The mission and the authorities agreed that the economic outlook is largely unchanged from the previous review, with continued prospects for a gradual return to growth in 2014, supported by inflation well below the euro area average and improved wage flexibility, which are helping to restore the competitiveness of the Greek economy.

It says debt reduction has been achieved, more autonomy has been given to tax collectors, tax evasion and corruption has been tackled.

It added:

The mission also discussed with the authorities progress in strengthening the social safety net, including through targeted employment and training programmes supported by the EU, pilot programmes to extend unemployment benefits and provide minimum income support, a programme to provide access to primary health care for the uninsured, and a scheme to reduce the financial burden on indebted low-income households which have been severely affected by the crisis.

8.22am BST

Greece/Troika meetings

Over in Athens, the Greek government has been meeting with the Troika group of lenders.

Finance minister Yiannis Stournaras told waiting reporters that a deal has been reacted on a review of the country's austerity programme, adding that the Cyprus crisis will not change Greece's macro-economic situation.

Finally, he revealed the cuts have seen a primary budget surplus this year, which will be used to pay down public debt.

8.17am BST

Gold to April 2011 levels

Spot gold prices continue to fall, hitting ,450 an ounce, the lowest level in two years.

8.12am BST

Mining companies down

Bang on time, the FTSE 100's biggest fallers on opening are all mining companies, reacting to the Chinese data and commodity price falls.

Randgold (down -4.9%), Fresnillo (down 3.8%), Polymetal (down 3.2%), Evraz (down 3.2%), Rio Tinito (down 3%), ENRC (down 2.1%), Anglo American (down 1.9%), Antofagasta (down 1.9%), BHP Billiton (down 1.6%) and Xstrata (down 1.6%)

8.06am BST

Key Chinese data disappoints

Good morning and welcome to another day of rolling coverage of the eurozone crisis.

After the excitement of Friday's finance ministers get-together in Dublin and Cameron and Merkel's weekend together, today is slightly quieter, but we wait to see if the tumbles in commodities continue.
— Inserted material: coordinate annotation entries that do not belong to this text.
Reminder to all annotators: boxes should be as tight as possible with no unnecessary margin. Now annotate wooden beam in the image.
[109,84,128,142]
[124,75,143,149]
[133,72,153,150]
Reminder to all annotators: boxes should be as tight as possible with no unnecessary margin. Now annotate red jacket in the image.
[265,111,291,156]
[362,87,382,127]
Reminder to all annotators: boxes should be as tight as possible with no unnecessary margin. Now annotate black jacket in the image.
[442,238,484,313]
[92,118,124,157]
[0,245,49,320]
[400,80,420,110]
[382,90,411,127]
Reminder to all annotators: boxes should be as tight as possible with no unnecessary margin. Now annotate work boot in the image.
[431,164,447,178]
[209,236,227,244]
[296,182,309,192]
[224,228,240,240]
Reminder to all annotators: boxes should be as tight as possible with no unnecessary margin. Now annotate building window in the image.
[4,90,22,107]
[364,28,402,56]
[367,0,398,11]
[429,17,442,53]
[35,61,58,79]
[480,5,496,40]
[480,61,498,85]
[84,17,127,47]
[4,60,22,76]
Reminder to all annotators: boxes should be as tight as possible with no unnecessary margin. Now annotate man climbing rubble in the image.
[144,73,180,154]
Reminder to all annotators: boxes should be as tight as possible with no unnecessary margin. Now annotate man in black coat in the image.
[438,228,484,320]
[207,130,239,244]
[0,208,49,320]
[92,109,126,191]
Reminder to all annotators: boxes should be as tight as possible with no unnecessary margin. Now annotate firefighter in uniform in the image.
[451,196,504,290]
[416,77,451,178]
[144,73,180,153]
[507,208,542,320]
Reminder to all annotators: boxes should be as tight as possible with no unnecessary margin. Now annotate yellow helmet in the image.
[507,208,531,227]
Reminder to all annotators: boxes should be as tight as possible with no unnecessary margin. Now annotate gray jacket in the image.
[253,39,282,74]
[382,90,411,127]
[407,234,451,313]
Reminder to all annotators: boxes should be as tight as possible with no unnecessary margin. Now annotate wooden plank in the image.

Gold fell to an 18-month low, with oil and silver both down too.

Overnight, disappointing numbers came out of China, with Q1 GDP at 7.7% missing expectations of 8% and down from 7.9% last time.

Industrial production in March fell from 9.9% to 8.9%, missing expectations of 10.1%.

However, retail sales remained strong at 12.4%, up from 12.3% in February.

Meanwhile, in Venezuela, results of the country's general election are through, but political uncertainly in the oil-rich country could also have an impact on commodities.

We will be keeping an eye on all the reaction to the results and any other events to break throughout the day.